NEW BOOKS: History: Europe. India.

Empire Made; My Search for an Outlaw Uncle Who Vanished in British India by Kief Hillsbery.  Houghton Mifflin Harcourt, 2017. In 1841 at the age of twenty Nigel Halleck decided to seek his fortune working for the East India Company. That didn’t work out, but he ended up living with a local Muslim man. He disappeared. Another distant relative gives us an interesting story about their investigations.

Becoming Hitler; The Making of a Nazi by Thomas Weber. Basic Books, 2017. From an awkward, feckless sojourner to the leader of a remarkable right-wing movement, all set in Munich.

The Third Reich; A History of Nazi Germany by Thomas Chiders. Simon & Schuster, 2017. From the failed Munich putsch of 1923 to Hitler’s final suicide in a Berlin underground bunker.

The Final Solution; The Fate of the Jews, 1939-1949 by David Cesarani. Picador, 2017 paper. A vast subject, spread over 1088 pages. Persecution of European Jewry was not only a Nazis’ preoccupation; in German-occupied countries it unfolded erratically, often depending upon local initiatives. Poland for example; later Hungary.

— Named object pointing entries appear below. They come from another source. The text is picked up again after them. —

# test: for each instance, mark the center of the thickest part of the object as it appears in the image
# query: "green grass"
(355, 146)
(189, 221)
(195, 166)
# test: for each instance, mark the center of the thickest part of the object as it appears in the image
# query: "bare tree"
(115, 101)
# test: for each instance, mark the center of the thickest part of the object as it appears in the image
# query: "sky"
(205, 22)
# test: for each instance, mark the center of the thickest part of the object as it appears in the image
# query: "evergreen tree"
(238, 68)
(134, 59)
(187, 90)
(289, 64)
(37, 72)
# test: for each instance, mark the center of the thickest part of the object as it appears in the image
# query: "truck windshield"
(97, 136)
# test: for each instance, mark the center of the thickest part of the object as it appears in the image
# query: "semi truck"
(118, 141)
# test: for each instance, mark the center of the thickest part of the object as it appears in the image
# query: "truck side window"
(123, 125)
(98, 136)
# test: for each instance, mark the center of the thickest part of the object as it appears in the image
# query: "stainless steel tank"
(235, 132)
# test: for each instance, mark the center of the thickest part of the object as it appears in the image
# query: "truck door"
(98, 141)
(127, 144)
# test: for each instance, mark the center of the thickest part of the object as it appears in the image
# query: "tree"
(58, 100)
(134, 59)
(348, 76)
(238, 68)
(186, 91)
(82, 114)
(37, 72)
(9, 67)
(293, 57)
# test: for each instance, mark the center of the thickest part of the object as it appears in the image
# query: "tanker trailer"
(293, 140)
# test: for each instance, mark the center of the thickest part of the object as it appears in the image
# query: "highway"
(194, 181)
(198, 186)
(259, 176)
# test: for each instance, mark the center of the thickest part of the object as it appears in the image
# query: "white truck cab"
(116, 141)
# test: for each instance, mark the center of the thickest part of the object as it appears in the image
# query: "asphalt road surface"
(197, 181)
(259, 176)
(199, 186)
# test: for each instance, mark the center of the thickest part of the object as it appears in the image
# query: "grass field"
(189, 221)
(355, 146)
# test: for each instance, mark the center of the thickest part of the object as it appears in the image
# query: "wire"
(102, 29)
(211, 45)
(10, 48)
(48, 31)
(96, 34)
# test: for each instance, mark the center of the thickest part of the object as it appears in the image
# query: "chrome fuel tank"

Stormtroopers; A New History of Hitler’s Brownshirts by Daniel Siemens. Yale University Press, 2017. The violent Stormtroops or Sturmabteilung upon which Adolf Hitler’s National Socialist Party depended for support as it rose to power in the 1930s.

Emperor Hirohito and the Pacific War by Noriko Kawamura. University of Washington Press, 2017 paper. A conflicted man who struggled through the war years to assert his powers within both the Japanese political culture and the reckless advocacy of the country’s military leaders.

Crime and Punishment in the Russian Revolution; Mob Justice and Police in Petrograd by Tsuyoshi Hasaegawa. Harvard University Press, 2017. The joyous celebration of the end of Nicholas II’s monarchy soon turned to street justice.

The Last Days of Stalin by Joshua Rubenstein. Yale University Press, 2017 paper. In 1952 no one could foresee the end of Joseph Stalin’s murderous regime. His death cut short his plans for Soviet Jewry.